Leichte Einbußen im Etat von Bildung und Forschung
Obwohl die ungedeckten Schecks der Vorgängerregierung die Handlungs- und Freiräume der aktuellen Regierung beschränke, seien im Haushaltsplan drei Milliarden Euro mehr für Bildung und Forschung in der Legislaturperiode vorgesehen, sagte Bundesministerin Bettina Stark-Watzinger (FDP) in der Debatte zum Einzelplan 30 des Bundeshaushalts 2023 (20/3100): „Uns ist die Trendwende gelungen“. Die Erhöhung des Bafögs sowie die Ausweitung des Empfängerkreises sei ein erster wichtiger Erfolg gewesen, der für mehr Bildungsgerechtigkeit sorge. Die Forschung in Zukunftstechnologien wie grüner Wasserstoff oder Biotechnologie sind laut Stark-Watzinger Schwerpunkt des Haushaltsplans. Darüber hinaus könne die Deutsche Agentur für Innovation und Transfer (Dati) einen wichtigen Anschub für die Forschung bringen.
Im Einzelplan 30 sind Ausgaben von 20,57 Milliarden Euro vorgesehen gegenüber 20,89 Milliarden Euro in diesem Jahr. Stark-Watzinger kann wie 2022 mit Einnahmen von 41,25 Millionen Euro kalkulieren. Die Zuweisungen und Zuschüsse im Etat belaufen sich auf 18,69 Milliarden Euro (2022: 18,67 Milliarden Euro), die Investitionen auf 2,19 Milliarden Euro (2022: 2,05 Milliarden Euro).

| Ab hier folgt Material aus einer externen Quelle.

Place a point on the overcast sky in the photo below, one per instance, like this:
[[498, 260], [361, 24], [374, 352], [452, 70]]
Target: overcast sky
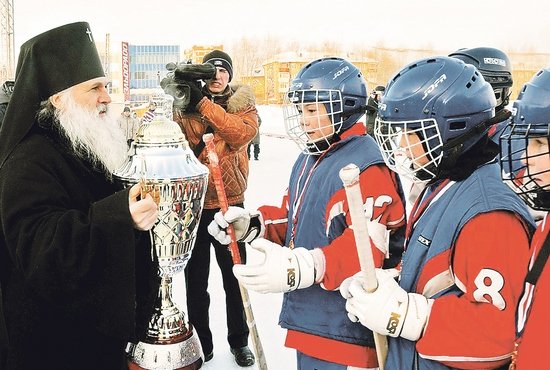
[[441, 24]]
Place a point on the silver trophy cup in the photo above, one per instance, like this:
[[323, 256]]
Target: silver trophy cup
[[161, 161]]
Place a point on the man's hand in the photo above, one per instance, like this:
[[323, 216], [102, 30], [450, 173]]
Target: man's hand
[[282, 270], [389, 310], [144, 212], [247, 225]]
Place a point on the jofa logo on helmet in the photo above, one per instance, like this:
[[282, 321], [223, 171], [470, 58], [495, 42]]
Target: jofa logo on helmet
[[495, 61], [432, 87], [340, 72]]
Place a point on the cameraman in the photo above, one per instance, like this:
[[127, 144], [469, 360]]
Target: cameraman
[[230, 114]]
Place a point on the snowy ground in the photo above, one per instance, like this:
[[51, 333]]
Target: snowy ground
[[267, 182]]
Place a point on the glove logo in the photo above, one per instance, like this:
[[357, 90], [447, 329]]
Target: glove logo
[[291, 277], [393, 322]]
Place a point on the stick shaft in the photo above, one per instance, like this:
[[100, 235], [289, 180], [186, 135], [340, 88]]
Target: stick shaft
[[350, 178], [234, 249]]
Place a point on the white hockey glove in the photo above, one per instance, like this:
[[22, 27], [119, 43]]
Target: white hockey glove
[[248, 225], [389, 310], [282, 270]]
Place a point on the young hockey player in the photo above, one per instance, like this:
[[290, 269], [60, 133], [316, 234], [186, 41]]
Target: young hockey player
[[309, 247], [460, 280], [530, 125]]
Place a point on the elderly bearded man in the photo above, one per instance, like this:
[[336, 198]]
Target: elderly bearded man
[[76, 272]]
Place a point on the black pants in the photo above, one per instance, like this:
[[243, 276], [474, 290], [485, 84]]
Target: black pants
[[198, 298]]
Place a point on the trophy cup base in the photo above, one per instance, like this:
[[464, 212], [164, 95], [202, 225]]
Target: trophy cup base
[[182, 353]]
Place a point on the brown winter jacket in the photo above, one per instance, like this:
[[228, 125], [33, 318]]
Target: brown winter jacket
[[234, 120]]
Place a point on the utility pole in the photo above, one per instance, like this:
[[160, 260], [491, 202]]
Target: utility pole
[[7, 56], [107, 57]]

Förderung der Aus- und Weiterbildung
Größter Posten im Bereich der Bildung sind die Ausgaben nach dem Bundesausbildungsförderungsgesetz (BAföG). Dafür sind 2,59 Milliarden Euro vorgesehen gegenüber 2,33 Milliarden Euro in diesem Jahr. Für die berufliche Aufstiegsfortbildung soll es 852,18 Millionen Euro geben (2022: 786,18 Millionen Euro), für die berufliche Bildung 261,34 Millionen Euro (2022: 466,71 Millionen Euro), für die „Stärkung des Lernens im Lebenslauf“ 507,55 Millionen Euro (2022: 538,69 Millionen Euro) und für die Begabtenförderung 465,3 Millionen Euro (2022: 431,58 Millionen Euro).

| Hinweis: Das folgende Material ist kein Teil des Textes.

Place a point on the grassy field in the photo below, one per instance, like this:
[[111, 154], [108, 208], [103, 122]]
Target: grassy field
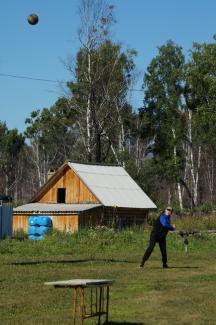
[[183, 294]]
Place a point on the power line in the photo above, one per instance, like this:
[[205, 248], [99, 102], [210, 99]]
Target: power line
[[42, 79], [30, 78]]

Die Wettbewerbsfähigkeit des Wissenschafts- und Innovationssystems soll mit 7,74 Milliarden Euro verbessert werden (2022: 7,64 Milliarden Euro). Darin enthalten sind 1,94 Milliarden Euro für die Stärkung von Studium und Lehre (2022: 1,88 Milliarden Euro). Für die Exzellenzstrategie zur Förderung der Spitzenforschung an Universitäten sollen nach wie vor 400 Millionen Euro zur Verfügung stehen.
Förderung von Forschungseinrichtungen
Die Förderung der Großforschungseinrichtungen sieht vor, dass die Deutsche Forschungsgemeinschaft 2,04 Milliarden Euro erhält (2022: 1,98 Milliarden Euro), die Max-Planck-Gesellschaft 1,23 Milliarden Euro (2022: 1,2 Milliarden Euro), die Fraunhofer-Gesellschaft zur Förderung der angewandten Forschung 853,97 Millionen Euro (2022: 832,62 Millionen Euro) und die Zentren der Hermann-von-Helmholtz-Gemeinschaft sowie das Berliner Institut für Gesundheitsforschung 2,89 Milliarden Euro (2022: 2,69 Milliarden Euro).

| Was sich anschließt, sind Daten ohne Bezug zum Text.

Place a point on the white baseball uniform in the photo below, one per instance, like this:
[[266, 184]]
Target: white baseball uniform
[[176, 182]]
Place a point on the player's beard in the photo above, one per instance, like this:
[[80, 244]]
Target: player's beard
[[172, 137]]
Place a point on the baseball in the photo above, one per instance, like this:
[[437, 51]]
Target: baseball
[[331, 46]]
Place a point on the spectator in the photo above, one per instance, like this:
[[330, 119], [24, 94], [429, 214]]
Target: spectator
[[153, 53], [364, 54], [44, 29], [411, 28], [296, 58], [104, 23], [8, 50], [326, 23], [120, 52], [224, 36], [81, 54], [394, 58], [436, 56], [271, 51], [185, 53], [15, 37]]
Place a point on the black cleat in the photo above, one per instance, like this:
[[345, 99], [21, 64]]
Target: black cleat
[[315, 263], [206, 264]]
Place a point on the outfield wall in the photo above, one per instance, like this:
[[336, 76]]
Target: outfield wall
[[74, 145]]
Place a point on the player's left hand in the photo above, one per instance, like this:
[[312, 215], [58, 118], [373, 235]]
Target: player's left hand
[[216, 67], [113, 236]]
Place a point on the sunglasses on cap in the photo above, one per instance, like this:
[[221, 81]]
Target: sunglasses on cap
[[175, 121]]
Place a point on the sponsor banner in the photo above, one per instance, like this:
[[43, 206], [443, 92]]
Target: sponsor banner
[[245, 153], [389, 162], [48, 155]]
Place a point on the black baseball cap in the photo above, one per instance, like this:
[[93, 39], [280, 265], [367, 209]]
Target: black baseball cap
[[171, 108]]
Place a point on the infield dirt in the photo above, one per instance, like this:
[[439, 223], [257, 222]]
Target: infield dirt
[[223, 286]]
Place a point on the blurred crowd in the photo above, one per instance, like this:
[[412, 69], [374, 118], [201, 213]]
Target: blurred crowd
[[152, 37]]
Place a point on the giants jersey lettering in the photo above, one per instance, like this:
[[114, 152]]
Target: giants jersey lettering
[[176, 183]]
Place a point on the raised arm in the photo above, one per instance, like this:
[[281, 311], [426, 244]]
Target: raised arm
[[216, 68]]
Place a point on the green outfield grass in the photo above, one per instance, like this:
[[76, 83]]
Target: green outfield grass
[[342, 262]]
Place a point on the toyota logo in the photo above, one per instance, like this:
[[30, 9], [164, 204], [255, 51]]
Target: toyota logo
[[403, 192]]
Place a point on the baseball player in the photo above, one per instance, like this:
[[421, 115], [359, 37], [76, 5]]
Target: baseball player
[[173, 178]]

Für die Mitgliedseinrichtungen der Wissenschaftsgemeinschaft Gottfried Wilhelm Leibniz sollen 2,96 Millionen Euro als Zuschüsse an die Länder gehen (2022: 2,89 Millionen Euro). Innovationen durch neue Technologien sollen mit 1,29 Milliarden Euro gefördert werden (2022: 1,31 Milliarden Euro).
Union: Fangen Sie endlich an zu arbeiten
Für Thomas Jarzombek (CDU/CSU) ist die Bilanz der Ampel-Koalition bis jetzt im Bereich Bildung und Forschung „ziemlich blank“. Die Bafög-Reform sei kleiner ausgefallen als die letzte Novelle von 2019 und auch bei Vorhaben wie Dati oder dem Wissenschaftszeitarbeitsgesetz sei bisher nichts geschehen. „Fangen Sie endlich an zu arbeiten“, sagte Jarzombek in Richtung der Ministerin.
Auch im Bereich Schule passiere nicht genug, um die Folgen von Corona wie Lernrückstände oder psychosoziale Folgen aufzufangen. Das Programm „Aufholen nach Corona“ habe laut Jarzombek sicherlich Mängel gehabt, doch wenn die Regierung finde, dies sei nicht genug, dann solle sie mehr machen für 8,4 Millionen Schülerinnen und Schüler.
SPD: Exzellenzinitiative Berufliche Bildung ist gemeinsames Ziel
Mit dem Haushaltsentwurf ist die Ampel-Koalition laut Oliver Kaczmarek (SPD) „unerledigte Baustellen“ der Vorgängerregierung angegangen. Dazu gehöre die Finanzierung des Forschungsschiffes Polarstern II oder die Dynamisierung des Zukunftsvertrags Studium und Lehre.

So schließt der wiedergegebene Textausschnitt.